Домик в Армагеддоне
Шрифт:
– Да почему “ваши”-то? Скорее, ваши. Тоже строем любят.
– Собачьи головы привяжем, метлы. Как положено. Вам же во всем опричнина чудится.
И нас как только не называли. Православным комсомолом называли, церковным спецназом. А только мы – последняя для всех надежда. Не будет великой православной России – никакой не будет.
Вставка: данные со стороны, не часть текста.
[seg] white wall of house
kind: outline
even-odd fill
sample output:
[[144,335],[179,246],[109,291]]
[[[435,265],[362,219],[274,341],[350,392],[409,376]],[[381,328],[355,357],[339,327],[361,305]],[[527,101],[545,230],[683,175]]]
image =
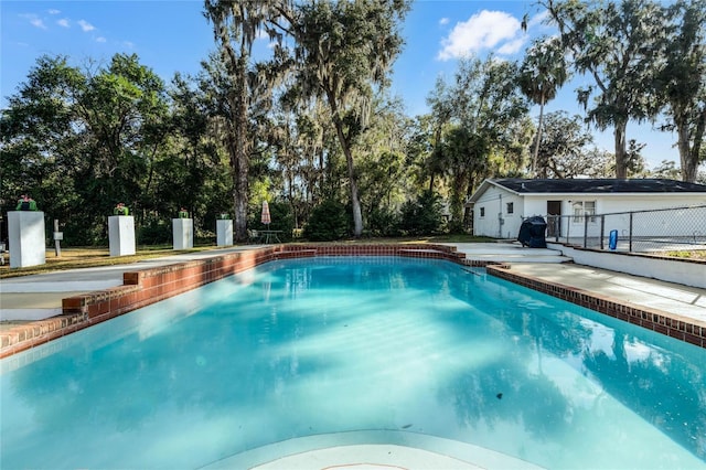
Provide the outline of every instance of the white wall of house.
[[473,234],[516,238],[524,213],[523,197],[502,188],[489,188],[473,205]]
[[[630,211],[653,211],[655,209],[686,207],[706,205],[706,194],[678,193],[625,193],[625,194],[527,194],[517,195],[499,186],[490,186],[475,202],[473,209],[473,234],[494,238],[516,238],[523,217],[547,214],[547,201],[561,201],[560,236],[578,237],[601,235],[600,217],[569,217],[575,210],[586,210],[595,214],[623,213]],[[512,204],[512,207],[509,205]],[[577,204],[580,204],[578,209]],[[512,213],[509,212],[512,209]],[[689,236],[691,228],[685,224],[674,224],[673,212],[635,214],[632,221],[633,233],[640,236]],[[696,216],[700,216],[696,214]],[[617,214],[605,218],[603,236],[617,229],[624,236],[630,229],[630,215]]]

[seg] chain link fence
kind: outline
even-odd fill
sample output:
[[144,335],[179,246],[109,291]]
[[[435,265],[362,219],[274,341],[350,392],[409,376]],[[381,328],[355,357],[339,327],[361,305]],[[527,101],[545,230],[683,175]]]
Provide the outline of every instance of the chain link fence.
[[706,205],[546,220],[548,242],[614,252],[706,250]]

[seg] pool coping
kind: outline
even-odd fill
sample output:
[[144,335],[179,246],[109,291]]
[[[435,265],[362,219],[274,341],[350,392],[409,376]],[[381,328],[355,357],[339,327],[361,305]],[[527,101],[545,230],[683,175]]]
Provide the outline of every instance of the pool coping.
[[695,319],[513,273],[509,263],[467,259],[454,246],[282,244],[126,271],[121,286],[64,298],[62,314],[0,332],[0,359],[268,261],[315,256],[399,256],[446,259],[469,267],[485,267],[491,276],[706,348],[706,324]]

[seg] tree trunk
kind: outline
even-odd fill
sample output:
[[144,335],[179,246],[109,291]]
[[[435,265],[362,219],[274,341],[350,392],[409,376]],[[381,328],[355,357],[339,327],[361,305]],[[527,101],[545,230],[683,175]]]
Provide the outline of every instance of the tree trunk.
[[[676,121],[676,119],[675,119]],[[689,124],[687,119],[676,122],[677,142],[680,149],[680,162],[682,167],[682,181],[696,182],[698,175],[698,164],[700,163],[700,148],[704,130],[706,129],[706,113],[703,113],[694,129],[694,138],[689,135]]]
[[539,141],[542,140],[542,125],[544,124],[544,90],[542,92],[542,99],[539,103],[539,125],[537,127],[537,141],[534,145],[534,157],[532,160],[532,172],[537,178],[539,172],[537,171],[537,158],[539,156]]
[[235,226],[233,229],[235,242],[247,242],[247,202],[248,202],[248,170],[249,140],[247,132],[247,76],[246,63],[243,57],[233,64],[237,67],[232,77],[234,89],[229,94],[231,109],[234,113],[233,140],[231,141],[231,167],[233,169],[233,212]]
[[351,205],[353,206],[353,236],[359,238],[363,234],[363,214],[361,212],[361,201],[357,195],[357,182],[355,181],[355,169],[353,165],[353,153],[351,152],[351,142],[343,132],[343,121],[339,116],[338,104],[332,93],[327,93],[329,106],[331,107],[331,114],[333,115],[333,125],[345,154],[345,162],[349,168],[349,182],[351,185]]
[[353,153],[351,152],[351,146],[343,135],[343,125],[336,119],[336,132],[339,140],[341,140],[341,147],[343,147],[343,153],[345,154],[345,162],[349,167],[349,183],[351,185],[351,205],[353,206],[353,236],[359,238],[363,234],[363,214],[361,212],[361,201],[357,196],[357,183],[355,181],[355,170],[353,168]]
[[617,122],[613,136],[616,137],[616,178],[628,179],[628,152],[625,151],[625,127],[627,122]]

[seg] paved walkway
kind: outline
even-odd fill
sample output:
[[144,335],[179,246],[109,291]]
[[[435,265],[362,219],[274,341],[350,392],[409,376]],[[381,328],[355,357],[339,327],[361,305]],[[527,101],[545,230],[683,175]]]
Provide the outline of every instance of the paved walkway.
[[[601,293],[639,306],[693,318],[706,327],[706,290],[680,284],[563,263],[552,249],[523,248],[517,243],[456,245],[468,259],[504,261],[512,270],[542,280]],[[33,321],[60,314],[62,299],[122,284],[122,273],[203,259],[224,253],[253,249],[258,245],[221,248],[139,263],[84,268],[0,280],[0,328],[9,322]]]
[[[122,273],[125,271],[207,258],[254,247],[256,246],[214,249],[119,266],[2,279],[0,280],[0,320],[3,321],[0,322],[0,329],[56,316],[61,313],[63,298],[119,286],[122,284]],[[685,316],[694,319],[697,323],[700,322],[706,328],[706,290],[704,289],[563,263],[567,259],[557,257],[556,253],[550,253],[552,250],[537,252],[517,245],[458,244],[457,249],[464,253],[469,259],[510,263],[513,271],[525,276],[599,293],[618,301]],[[287,453],[279,455],[286,456]],[[257,468],[298,469],[311,468],[314,463],[327,468],[360,467],[368,469],[403,468],[400,464],[404,468],[429,469],[440,467],[458,469],[535,468],[527,462],[511,462],[509,459],[509,457],[496,455],[496,452],[490,455],[488,451],[479,451],[478,449],[458,455],[438,455],[415,447],[387,445],[350,448],[328,447],[317,451],[295,453]],[[215,464],[213,468],[233,468],[228,467],[229,463],[233,463],[231,460],[225,460],[223,463],[225,467]]]

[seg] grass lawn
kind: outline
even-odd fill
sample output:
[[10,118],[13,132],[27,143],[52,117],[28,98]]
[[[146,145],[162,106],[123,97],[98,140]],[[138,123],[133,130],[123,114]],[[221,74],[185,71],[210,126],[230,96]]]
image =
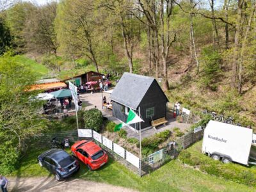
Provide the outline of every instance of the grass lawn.
[[38,79],[46,76],[49,72],[49,70],[45,66],[36,62],[25,55],[16,55],[14,57],[17,62],[30,67]]
[[[44,150],[28,153],[21,166],[8,177],[43,177],[49,172],[39,166],[37,156]],[[256,189],[185,167],[179,160],[166,163],[150,175],[140,178],[122,164],[110,159],[100,169],[90,172],[84,164],[73,177],[132,188],[141,191],[253,191]]]
[[224,164],[214,161],[202,153],[202,141],[197,142],[182,152],[179,158],[186,164],[208,173],[248,186],[256,186],[256,166],[248,166],[238,163]]

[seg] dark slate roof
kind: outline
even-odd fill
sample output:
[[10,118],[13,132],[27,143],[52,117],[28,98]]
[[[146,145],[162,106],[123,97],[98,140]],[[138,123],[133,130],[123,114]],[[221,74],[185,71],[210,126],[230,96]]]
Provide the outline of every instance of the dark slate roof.
[[110,99],[136,109],[154,80],[153,77],[125,72],[113,90]]

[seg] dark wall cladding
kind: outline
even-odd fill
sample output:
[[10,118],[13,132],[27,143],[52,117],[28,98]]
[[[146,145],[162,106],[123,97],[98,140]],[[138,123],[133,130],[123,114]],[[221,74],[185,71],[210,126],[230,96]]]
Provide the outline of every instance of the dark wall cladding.
[[[162,92],[156,81],[154,81],[145,95],[140,102],[140,113],[142,119],[145,122],[141,122],[141,129],[151,126],[151,121],[162,117],[166,117],[166,97]],[[123,109],[124,106],[119,103],[113,101],[113,116],[125,122],[127,119]],[[152,117],[147,118],[147,109],[154,108],[154,115]],[[138,114],[138,109],[136,111]],[[140,129],[140,124],[134,124],[131,125],[131,127],[137,130]]]

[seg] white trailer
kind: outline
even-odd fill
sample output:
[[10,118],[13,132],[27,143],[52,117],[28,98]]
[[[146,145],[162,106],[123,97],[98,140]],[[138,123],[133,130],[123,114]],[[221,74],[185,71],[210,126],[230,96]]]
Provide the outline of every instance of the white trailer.
[[252,139],[251,129],[211,120],[204,131],[202,150],[214,160],[248,165]]

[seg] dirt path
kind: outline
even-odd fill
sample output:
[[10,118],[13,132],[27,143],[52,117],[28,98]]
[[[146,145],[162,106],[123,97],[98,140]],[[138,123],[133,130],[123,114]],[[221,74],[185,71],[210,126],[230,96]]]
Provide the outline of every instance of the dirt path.
[[58,182],[52,177],[9,179],[8,191],[136,191],[122,187],[88,181],[83,179],[68,179]]

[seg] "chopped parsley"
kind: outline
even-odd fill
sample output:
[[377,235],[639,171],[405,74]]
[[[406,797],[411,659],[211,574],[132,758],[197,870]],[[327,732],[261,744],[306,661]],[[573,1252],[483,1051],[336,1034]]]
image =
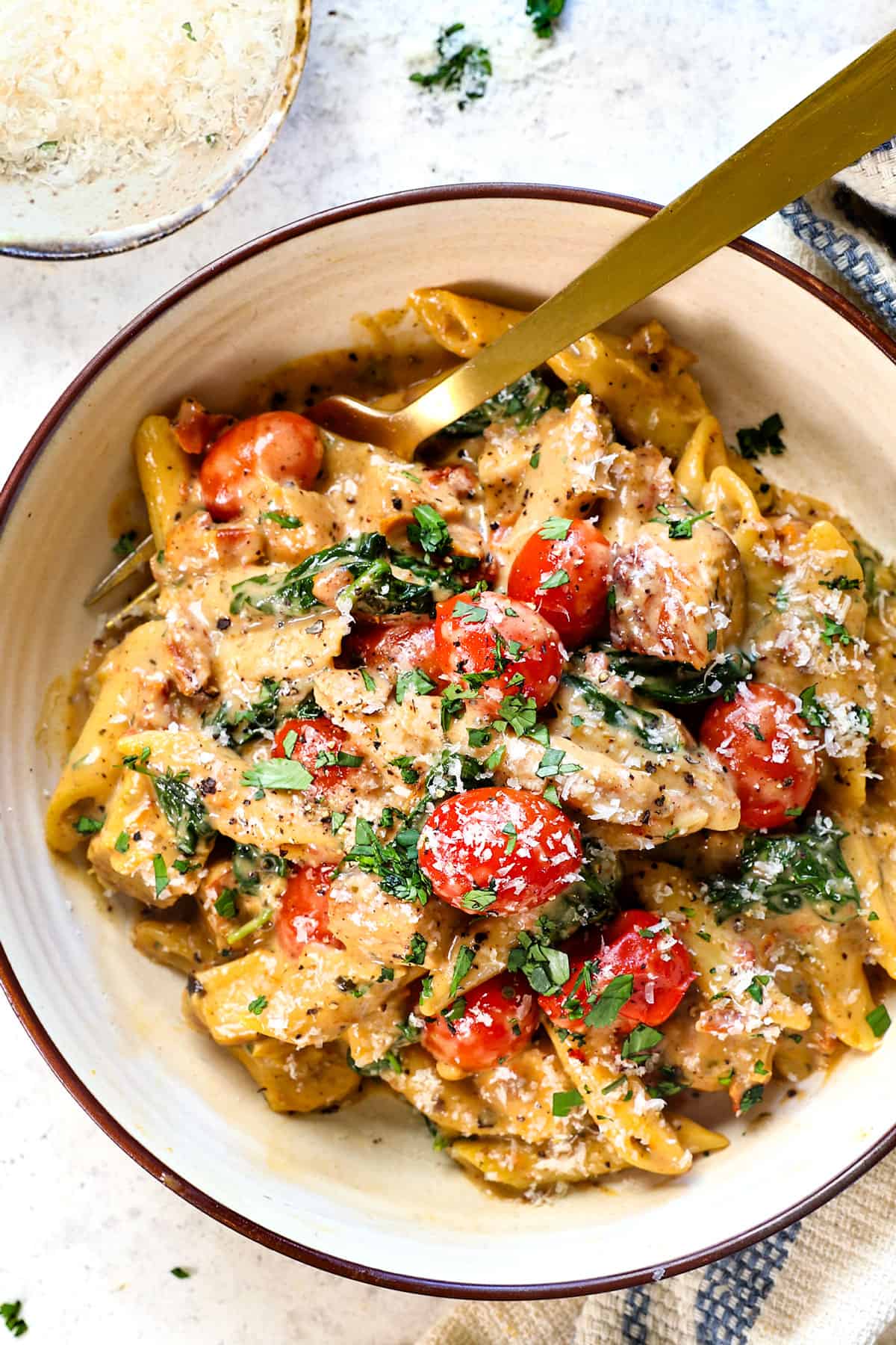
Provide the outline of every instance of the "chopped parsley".
[[301,761],[290,761],[287,757],[271,757],[270,761],[258,761],[250,771],[243,771],[242,784],[254,785],[255,790],[306,790],[314,776]]
[[224,920],[232,920],[236,915],[236,888],[222,888],[220,896],[215,900],[215,911]]
[[137,530],[132,527],[128,533],[121,534],[121,537],[113,546],[113,551],[116,555],[121,557],[133,555],[133,553],[137,550],[136,542],[137,542]]
[[435,682],[431,677],[426,675],[423,668],[410,668],[407,672],[399,672],[398,675],[398,682],[395,683],[395,699],[399,705],[402,705],[408,691],[412,695],[430,695],[434,690]]
[[572,522],[568,518],[549,518],[539,529],[539,537],[545,542],[564,542],[571,527]]
[[633,733],[647,751],[668,753],[681,748],[676,724],[666,722],[653,710],[642,710],[637,705],[627,705],[614,695],[607,695],[594,682],[575,672],[564,672],[563,682],[576,691],[588,709],[595,710],[606,724],[614,729],[626,729]]
[[762,1102],[764,1093],[766,1093],[764,1084],[752,1084],[750,1088],[744,1091],[737,1111],[739,1112],[750,1111],[751,1107],[755,1107],[756,1103]]
[[28,1330],[28,1323],[21,1315],[21,1299],[17,1298],[15,1303],[0,1303],[0,1317],[3,1317],[7,1323],[7,1330],[12,1332],[13,1336],[24,1336]]
[[582,1093],[578,1088],[570,1088],[567,1092],[555,1093],[551,1099],[551,1115],[552,1116],[568,1116],[574,1107],[582,1106]]
[[470,888],[461,897],[465,911],[480,912],[494,905],[494,892],[490,888]]
[[747,459],[762,457],[763,453],[780,457],[787,448],[780,437],[783,428],[783,420],[778,412],[772,412],[771,416],[766,416],[764,421],[760,421],[755,428],[739,429],[737,452],[742,457]]
[[[504,420],[513,421],[520,429],[525,429],[535,424],[544,412],[555,406],[563,409],[566,405],[566,389],[552,389],[537,374],[524,374],[516,383],[502,387],[494,397],[489,397],[481,406],[461,416],[441,433],[474,438],[494,421]],[[536,448],[529,459],[529,467],[537,467],[540,456],[540,451]]]
[[821,812],[805,831],[786,835],[751,834],[736,877],[709,878],[709,897],[719,923],[754,908],[778,915],[798,911],[803,901],[822,920],[842,924],[858,915],[858,888],[840,842],[846,835]]
[[832,621],[829,616],[825,617],[825,629],[821,632],[821,638],[829,647],[837,643],[846,648],[853,643],[853,638],[846,627],[841,625],[840,621]]
[[703,514],[686,514],[684,518],[673,518],[669,512],[668,504],[657,504],[657,512],[650,519],[652,523],[666,523],[669,527],[669,537],[673,542],[680,542],[693,537],[693,526],[704,518],[711,518],[712,510],[707,508]]
[[168,769],[160,775],[148,761],[149,753],[141,752],[138,757],[126,756],[124,765],[152,780],[159,807],[175,833],[175,845],[181,854],[196,854],[199,842],[212,833],[199,790],[191,784],[187,771]]
[[458,108],[463,110],[467,102],[481,98],[492,74],[492,58],[488,47],[465,42],[461,34],[462,23],[442,28],[435,39],[438,65],[435,70],[423,73],[415,70],[410,77],[422,89],[445,89],[461,94]]
[[424,555],[442,558],[451,550],[451,534],[447,523],[431,504],[418,504],[412,510],[414,522],[407,525],[407,539],[419,546]]
[[168,886],[168,866],[160,854],[152,857],[152,872],[156,886],[156,896],[160,897]]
Костя молчал. Курицу чаем запивал. Доев грудку, посмотрел на белое острие хрящика, откусил и сжевал с хрустом.
– Как ни кинь… – сказал он, слизывая кусочки хряща с зубов, – Великая Россия… В вашем варианте вот – великая православная… Видишь ли, Фима, так уж как-то
– Да ты бредишь! Отсидишься в домике своем.
– Ты не спеши, не спеши с прогнозом-то.
– У тебя паранойя, Костя. Кому ты такой нужен?
– Так-то оно так, не нужен пока. Тем, собственно, и пользуюсь. Размениваю общее величие на собственный домик с фонтаном. Видел, нет, у меня фонтан во дворе?
– И что?
– Сам сделал.
Новую салфетку скатал в комок.
Бог с тобой, Костя! И с твоим фонтаном. Буль-буль, Костя, буль-буль. А страна пока – ничья. Лежит, вами брошенная. Обмененная на товары заморские. Таким, как ты, ее не поднять. Она тем достанется, у кого воля тверже. От века так было, Костя, так и будет впредь. Не искать Киева под вами? Ну уж нет!
У нас был уговор не искать Киева под тобою, говорили Ольговичи князю. Но если ты приказываешь нам отказаться от Киева навсегда, то мы не венгры и не ляхи какие, мы внуки одного деда. При жизни твоей мы не ищем Киева, но после тебя – кому бог его даст.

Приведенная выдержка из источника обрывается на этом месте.